JPMorgan paying $5.1 billion to Fannie, Freddie over mortgages

jpmorgan chase building
It's been a rough year for JPMorgan.

JPMorgan has agreed to pay $5.1 billion to Fannie Mae and Freddie Mac to resolve claims stemming from the housing bubble, federal housing regulators announced Friday.

The bank has also been in talks with the Justice Department and other government officials over another potential settlement based on similar claims. That settlement will likely be even more expensive for JPMorgan.

The claims relate to conduct at JPMorgan and at Bear Stearns and Washington Mutual, which JPMorgan purchased in 2008. At issue are allegations that the firms sold risky mortgages and mortgage securities while misrepresenting their quality.

Among the purchasers were Fannie Mae and Freddie Mac, the government-backed housing finance giants that required a massive bailout in 2008 when their housing investments soured.

The deal was announced by the Federal Housing Finance Agency, which has overseen Fannie and Freddie since their 2008 rescue.

Agency head Edward DeMarco said the accord "provides greater certainty in the marketplace and is in line with our responsibility for preserving and conserving Fannie Mae's and Freddie Mac's assets on behalf of taxpayers."

"This is a significant step as the government and JPMorgan Chase move to address outstanding mortgage-related issues," DeMarco said.

The firm reached the agreement without admitting or denying wrongdoing.

Related: More banks in crosshairs

JPMorgan will pay $4 billion to resolve claims related to the alleged misrepresentation of mortgage-backed securities -- investment products created by bundling payments from individual loans.

It will also repurchase $1.1 billion worth of mortgages sold to Fannie and Freddie between 2000 and 2008 that the firms say do not meet their quality standards.

JPMorgan (JPM)said the settlements "are an important step towards a broader resolution of the firm's [mortgage-backed-securities]-related matters with governmental entities, and reflect significant efforts by the Department of Justice and other federal and state governmental agencies."

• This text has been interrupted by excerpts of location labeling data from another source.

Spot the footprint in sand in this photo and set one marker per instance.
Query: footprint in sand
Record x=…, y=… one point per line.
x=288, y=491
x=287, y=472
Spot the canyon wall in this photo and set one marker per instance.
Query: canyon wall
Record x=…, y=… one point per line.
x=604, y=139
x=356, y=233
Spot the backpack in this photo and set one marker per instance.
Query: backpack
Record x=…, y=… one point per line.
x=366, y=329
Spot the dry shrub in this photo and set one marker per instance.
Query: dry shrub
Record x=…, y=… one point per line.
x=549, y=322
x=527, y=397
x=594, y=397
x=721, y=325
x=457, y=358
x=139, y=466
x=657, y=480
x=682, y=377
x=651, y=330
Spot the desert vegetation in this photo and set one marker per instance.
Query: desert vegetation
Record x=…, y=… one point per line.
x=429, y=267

JPMorgan acquired Washington Mutual in 2008 after the failed bank had been taken over by the Federal Deposit Insurance Corporation. It's unclear whether JPMorgan will be able to pursue reimbursement claims with the FDIC for the portion of the settlement related to WaMu.

This issue has been a point of contention in JPMorgan's negotiations with the Justice Department, which wants to prevent the bank from passing on any settlement costs.

Securities sold by WaMu accounted for roughly $1.15 billion worth of the FHFA settlement.

Related: Half of nation's foreclosed homes still occupied

Investors initially shrugged off the news, which has been rumored for weeks. JPMorgan shares were up slightly in after-hours trading Friday, and have gained 20% so far this year.

JPMorgan is just one of 18 banks sued by the FHFA back in 2011 over the alleged misrepresentation of mortgage-backed securities, and is only the fourth to reach a settlement.

UBS (UBS) agreed to a settlement with the FHFA in July for $885 million. The agency has also settled with Citigroup (C) and General Electric (GE) for undisclosed sums.

JPMorgan is large enough to easily absorb the settlement costs. It's the biggest bank in the nation, with assets of $2.5 trillion and net income of $21.3 billion in 2012.

The bank has been buffeted by legal problems in the past few months, however.

It has paid over $1 billion in fines in connection with last year's "London Whale" trading debacle, and $80 million more over its allegedly unfair credit card billing practices.

In July, the bank agreed to pay $410 million to settle charges that it manipulated electricity prices in California and the Midwest. It is also facing scrutiny over its hiring practices in China and its alleged involvement in the Libor rate-fixing scandal.

JPMorgan posted a loss for the third quarter based on its massive legal expenses. CEO Jamie Dimon called the loss "painful" and warned that litigation costs could continue to be a drag on earnings for several quarters.